VANCOUVER—June 3 marks the 75th anniversary of the 1935 ‘On to Ottawa’ Trek, in which thousands of young unemployed workers were inspired to climb atop box cars and personally deliver their demand for “work and wages” to the federal government.
Although the trek was violently crushed by the infamous police riot in Regina on Dominion Day 1935, the courageous protest led to a prime minister’s defeat and better conditions for working people. Legend has it that one of the trekkers was Jack Phillips, later an executive member of the municipal local that would become CUPE 1004.
“The On to Ottawa Trek was a defining event of the Great Depression and it still stands as a symbol of the quest for social justice,” says Joey Hartman of the On to Ottawa Historical Society. “Their protest was an important step towards things like unemployment insurance and welfare. The Trekkers helped to build the social safety net that is such an important part of the social fabric of Canada today.”

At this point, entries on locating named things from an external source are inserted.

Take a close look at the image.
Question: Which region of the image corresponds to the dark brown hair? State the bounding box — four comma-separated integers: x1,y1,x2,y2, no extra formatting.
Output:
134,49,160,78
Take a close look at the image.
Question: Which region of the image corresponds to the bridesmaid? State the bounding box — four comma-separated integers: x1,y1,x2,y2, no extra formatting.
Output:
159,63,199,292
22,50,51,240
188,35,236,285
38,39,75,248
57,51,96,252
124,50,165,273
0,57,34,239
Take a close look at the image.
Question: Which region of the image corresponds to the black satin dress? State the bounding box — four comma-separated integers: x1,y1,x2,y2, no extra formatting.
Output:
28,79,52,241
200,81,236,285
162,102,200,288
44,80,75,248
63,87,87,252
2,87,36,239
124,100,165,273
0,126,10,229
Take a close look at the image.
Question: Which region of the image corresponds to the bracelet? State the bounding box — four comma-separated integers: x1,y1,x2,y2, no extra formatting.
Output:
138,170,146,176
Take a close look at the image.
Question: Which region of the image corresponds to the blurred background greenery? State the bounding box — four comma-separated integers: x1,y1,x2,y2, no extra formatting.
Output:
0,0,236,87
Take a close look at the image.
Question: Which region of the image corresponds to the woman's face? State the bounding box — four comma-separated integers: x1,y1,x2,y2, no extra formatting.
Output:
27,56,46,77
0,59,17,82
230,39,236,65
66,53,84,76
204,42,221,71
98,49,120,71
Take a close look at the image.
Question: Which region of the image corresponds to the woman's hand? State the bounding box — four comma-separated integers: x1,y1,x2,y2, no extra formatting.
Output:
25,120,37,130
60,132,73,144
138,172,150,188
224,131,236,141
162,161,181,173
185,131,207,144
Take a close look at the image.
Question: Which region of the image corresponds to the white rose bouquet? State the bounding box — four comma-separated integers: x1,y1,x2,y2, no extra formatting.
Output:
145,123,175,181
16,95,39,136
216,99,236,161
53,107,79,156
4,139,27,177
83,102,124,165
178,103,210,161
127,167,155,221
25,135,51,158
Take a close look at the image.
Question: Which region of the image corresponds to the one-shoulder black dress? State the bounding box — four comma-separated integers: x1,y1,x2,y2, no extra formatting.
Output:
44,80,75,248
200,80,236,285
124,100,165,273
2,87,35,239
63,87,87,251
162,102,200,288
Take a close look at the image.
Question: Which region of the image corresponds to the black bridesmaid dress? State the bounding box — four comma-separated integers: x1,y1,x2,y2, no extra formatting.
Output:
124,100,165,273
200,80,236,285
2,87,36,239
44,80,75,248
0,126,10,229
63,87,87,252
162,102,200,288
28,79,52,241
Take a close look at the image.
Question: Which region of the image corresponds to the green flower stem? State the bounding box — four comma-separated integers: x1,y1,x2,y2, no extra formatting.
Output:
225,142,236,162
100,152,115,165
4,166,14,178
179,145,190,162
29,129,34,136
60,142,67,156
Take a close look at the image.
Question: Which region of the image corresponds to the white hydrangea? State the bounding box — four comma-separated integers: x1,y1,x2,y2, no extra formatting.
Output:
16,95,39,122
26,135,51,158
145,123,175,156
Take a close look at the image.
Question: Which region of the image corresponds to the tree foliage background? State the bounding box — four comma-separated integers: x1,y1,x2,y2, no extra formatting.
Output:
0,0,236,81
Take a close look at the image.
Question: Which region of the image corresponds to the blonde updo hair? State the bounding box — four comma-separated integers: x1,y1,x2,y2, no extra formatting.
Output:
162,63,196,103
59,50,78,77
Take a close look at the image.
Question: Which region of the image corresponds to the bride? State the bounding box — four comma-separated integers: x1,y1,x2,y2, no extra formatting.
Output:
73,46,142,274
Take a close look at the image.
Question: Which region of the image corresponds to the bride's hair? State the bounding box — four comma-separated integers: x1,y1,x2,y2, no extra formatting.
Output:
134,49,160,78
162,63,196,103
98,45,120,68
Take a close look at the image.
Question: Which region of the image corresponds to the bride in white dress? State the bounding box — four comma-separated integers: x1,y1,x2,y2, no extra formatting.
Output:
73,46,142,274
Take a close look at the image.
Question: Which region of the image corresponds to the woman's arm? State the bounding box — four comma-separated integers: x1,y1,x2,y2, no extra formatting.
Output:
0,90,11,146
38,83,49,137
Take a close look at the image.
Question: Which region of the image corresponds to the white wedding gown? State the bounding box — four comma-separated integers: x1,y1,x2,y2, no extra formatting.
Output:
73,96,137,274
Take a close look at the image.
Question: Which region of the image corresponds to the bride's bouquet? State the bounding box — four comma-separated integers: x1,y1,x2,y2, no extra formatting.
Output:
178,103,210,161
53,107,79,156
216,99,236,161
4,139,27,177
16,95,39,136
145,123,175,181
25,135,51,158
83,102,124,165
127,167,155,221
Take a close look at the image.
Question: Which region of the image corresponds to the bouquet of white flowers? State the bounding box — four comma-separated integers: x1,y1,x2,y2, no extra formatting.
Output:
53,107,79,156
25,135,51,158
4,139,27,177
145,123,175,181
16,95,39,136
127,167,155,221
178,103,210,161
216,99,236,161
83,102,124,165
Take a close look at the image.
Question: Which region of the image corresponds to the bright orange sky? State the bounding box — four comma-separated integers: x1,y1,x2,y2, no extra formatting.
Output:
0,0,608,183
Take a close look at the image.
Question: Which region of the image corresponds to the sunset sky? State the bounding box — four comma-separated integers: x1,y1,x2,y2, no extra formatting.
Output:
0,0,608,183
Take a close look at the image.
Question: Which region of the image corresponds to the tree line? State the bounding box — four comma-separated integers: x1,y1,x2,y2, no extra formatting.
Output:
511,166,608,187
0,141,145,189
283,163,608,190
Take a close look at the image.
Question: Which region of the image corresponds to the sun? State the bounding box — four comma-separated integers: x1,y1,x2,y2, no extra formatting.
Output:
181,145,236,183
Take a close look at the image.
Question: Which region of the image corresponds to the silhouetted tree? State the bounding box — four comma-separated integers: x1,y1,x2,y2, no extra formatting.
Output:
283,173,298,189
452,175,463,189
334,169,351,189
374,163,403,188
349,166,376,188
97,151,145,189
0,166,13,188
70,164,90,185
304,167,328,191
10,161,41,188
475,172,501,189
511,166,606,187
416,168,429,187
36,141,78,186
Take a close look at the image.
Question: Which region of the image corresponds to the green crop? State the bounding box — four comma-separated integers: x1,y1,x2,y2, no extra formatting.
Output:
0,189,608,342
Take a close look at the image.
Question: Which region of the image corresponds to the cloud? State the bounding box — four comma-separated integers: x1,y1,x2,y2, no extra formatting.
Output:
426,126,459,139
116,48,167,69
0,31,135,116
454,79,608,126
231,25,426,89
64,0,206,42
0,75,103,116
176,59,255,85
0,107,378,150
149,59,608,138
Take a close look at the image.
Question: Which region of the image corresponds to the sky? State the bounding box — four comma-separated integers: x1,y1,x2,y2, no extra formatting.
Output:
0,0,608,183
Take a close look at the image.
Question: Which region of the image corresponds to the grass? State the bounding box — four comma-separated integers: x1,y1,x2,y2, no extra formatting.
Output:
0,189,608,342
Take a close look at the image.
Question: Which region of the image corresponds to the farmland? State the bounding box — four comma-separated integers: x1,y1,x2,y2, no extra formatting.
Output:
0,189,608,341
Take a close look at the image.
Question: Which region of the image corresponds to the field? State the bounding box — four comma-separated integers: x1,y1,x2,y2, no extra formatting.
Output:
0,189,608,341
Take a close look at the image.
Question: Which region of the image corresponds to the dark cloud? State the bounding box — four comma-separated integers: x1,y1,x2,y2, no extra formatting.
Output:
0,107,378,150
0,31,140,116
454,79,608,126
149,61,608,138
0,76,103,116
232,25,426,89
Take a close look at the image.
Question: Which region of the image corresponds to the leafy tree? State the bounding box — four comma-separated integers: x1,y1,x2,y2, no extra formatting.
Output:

The On to Ottawa Historical Society will mark the 75th anniversary and unveil a plaque to commemorate the Trekkers at Crab Park in Vancouver on Sunday (June 6) from 1-3 p.m. The ceremony will include a send-off for the 2010 Homelessness Trekkers, who are travelling by train to Ottawa to take their call for a national housing strategy to federal political leaders.
“The On to Ottawa plaque will serve as a permanent reminder of the courage of the Trekkers back in 1935. We need to remember their determination when we fight against social injustice that we still see around us today,” says David Yorke of the On to Ottawa Historical Society.
The 2010 trekkers expect a resounding send-off from those attending the anniversary celebrations in Crab Park.